One of the attorneys for the Ballard businesses fighting against the proposed missing link on the Burke Gilman Trail is serious about pushing for a European style alternative. Moments after a judge ruled an environmental study must be done on a small section of the missing link before a decision on its fate is made, attorney Josh Brower told MyBallard that his clients were proposing a plan to build cycletracks along a different route. Today, he reinforced his stand on the issue.
“We’re very serious about this alternative,” said Brower. “It wouldn’t undermine the local maritime industry, it would be safer for cyclists, and it would benefit the entire community.”
Brower and his clients are proposing a route that would put cycletracks on 46th Street under the Ballard Bridge, up 17th Avenue, over to Leary Avenue, down Market Street, and ending at the Ballard Locks.

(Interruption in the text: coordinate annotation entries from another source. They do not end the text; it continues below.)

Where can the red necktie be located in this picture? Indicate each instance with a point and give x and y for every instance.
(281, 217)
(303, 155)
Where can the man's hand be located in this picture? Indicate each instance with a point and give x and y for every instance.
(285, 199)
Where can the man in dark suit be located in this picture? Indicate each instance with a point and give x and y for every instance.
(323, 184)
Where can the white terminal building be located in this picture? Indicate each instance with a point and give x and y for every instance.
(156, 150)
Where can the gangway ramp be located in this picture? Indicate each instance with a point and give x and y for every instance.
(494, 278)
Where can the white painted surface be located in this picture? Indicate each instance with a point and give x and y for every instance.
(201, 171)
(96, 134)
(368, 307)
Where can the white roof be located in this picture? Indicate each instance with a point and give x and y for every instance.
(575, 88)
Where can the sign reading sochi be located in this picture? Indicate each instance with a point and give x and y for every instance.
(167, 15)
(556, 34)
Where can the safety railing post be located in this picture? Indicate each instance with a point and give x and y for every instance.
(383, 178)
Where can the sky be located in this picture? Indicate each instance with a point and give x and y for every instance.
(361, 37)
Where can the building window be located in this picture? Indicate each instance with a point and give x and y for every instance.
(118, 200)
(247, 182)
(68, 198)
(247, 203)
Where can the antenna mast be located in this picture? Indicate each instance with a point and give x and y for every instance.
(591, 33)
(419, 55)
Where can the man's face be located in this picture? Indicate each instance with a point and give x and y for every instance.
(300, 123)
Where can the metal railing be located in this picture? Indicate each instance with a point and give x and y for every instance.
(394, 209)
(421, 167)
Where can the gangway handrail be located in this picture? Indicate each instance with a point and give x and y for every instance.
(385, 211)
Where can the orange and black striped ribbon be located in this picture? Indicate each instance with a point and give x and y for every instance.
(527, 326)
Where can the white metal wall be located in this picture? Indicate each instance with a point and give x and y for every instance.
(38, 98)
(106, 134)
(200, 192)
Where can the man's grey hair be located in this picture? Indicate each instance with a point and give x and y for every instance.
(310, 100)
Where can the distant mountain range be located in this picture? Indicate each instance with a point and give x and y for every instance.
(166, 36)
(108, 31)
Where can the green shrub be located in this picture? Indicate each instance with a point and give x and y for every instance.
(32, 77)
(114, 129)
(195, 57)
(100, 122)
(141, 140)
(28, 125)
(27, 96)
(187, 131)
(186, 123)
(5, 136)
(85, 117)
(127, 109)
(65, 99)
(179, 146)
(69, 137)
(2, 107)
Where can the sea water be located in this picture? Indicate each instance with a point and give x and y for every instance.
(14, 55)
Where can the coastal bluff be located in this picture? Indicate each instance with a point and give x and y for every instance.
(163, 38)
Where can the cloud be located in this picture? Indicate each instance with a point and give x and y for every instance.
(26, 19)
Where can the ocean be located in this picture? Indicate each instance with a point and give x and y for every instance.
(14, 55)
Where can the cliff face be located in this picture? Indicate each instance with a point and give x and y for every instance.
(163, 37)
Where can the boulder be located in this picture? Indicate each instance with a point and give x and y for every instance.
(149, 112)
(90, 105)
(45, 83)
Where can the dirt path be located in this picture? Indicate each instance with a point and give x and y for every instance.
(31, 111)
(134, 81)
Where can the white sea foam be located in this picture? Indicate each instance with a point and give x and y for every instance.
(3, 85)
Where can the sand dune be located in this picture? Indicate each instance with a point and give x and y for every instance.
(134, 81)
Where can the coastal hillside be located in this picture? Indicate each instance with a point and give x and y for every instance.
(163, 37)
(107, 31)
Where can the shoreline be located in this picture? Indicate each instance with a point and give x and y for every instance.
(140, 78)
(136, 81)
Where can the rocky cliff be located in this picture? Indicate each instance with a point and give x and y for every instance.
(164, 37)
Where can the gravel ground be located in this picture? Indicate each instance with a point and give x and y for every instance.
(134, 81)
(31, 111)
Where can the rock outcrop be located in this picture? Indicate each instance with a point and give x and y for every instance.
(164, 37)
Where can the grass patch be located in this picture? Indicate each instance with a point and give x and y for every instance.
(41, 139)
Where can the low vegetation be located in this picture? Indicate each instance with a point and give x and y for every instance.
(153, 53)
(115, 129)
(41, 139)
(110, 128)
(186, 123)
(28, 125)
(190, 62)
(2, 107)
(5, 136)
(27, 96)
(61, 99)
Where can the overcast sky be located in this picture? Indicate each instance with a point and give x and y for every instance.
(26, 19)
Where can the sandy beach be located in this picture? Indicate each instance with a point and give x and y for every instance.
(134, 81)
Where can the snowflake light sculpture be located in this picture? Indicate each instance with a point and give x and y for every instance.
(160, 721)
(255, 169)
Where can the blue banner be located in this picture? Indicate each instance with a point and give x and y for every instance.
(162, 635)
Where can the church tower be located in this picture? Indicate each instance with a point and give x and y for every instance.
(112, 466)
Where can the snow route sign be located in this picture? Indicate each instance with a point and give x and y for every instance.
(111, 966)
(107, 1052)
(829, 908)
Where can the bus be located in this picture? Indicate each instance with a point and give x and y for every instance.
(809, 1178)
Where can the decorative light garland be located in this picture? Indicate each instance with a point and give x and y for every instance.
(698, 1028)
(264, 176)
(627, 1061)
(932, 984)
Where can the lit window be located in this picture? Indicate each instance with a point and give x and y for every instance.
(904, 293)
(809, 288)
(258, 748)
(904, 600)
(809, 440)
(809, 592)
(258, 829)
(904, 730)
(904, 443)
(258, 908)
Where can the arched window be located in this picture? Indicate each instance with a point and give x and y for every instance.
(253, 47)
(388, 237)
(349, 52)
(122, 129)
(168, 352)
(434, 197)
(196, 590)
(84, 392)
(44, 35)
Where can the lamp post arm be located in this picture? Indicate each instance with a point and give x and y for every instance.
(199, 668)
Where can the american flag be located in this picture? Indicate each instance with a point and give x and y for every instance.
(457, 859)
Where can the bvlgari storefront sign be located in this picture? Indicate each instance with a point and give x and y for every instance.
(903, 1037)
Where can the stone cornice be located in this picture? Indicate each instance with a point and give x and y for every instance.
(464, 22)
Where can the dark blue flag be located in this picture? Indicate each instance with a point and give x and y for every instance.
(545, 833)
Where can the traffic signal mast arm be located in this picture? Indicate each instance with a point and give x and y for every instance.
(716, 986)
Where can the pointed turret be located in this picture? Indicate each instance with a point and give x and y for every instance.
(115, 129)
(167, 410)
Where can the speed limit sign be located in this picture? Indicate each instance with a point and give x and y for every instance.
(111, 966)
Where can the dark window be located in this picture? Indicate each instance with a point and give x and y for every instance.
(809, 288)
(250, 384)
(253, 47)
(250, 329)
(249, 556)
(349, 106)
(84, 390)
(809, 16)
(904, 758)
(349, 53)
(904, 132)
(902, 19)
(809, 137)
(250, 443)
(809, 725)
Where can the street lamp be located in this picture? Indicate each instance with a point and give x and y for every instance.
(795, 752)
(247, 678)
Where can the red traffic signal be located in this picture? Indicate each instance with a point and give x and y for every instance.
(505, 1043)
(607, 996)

Cycletracks are separated from vehicle travel lanes, parking lanes, and sidewalks. They’re popular in Europe and you’ll also find a similar version on Seattle’s Alki Beach (photo above). But those pushing to complete the current missing link route say it’s only adding more time to a process that’s already dragged out over two decades.
“This is the straw man. It’s unfunded and unstudied,” said David Hiller with the Cascade Bicycle Club. “It’s frustrating because every day is another day closer to someone being killed.”
Hiller says he’s in favor of making improvements on Market Street and other parts of downtown Ballard, but he says those need to happen in addition to completing the currently proposed route.
As for the environmental study on the section of the missing link in question, SDOT hopes to have it complete in the next few months.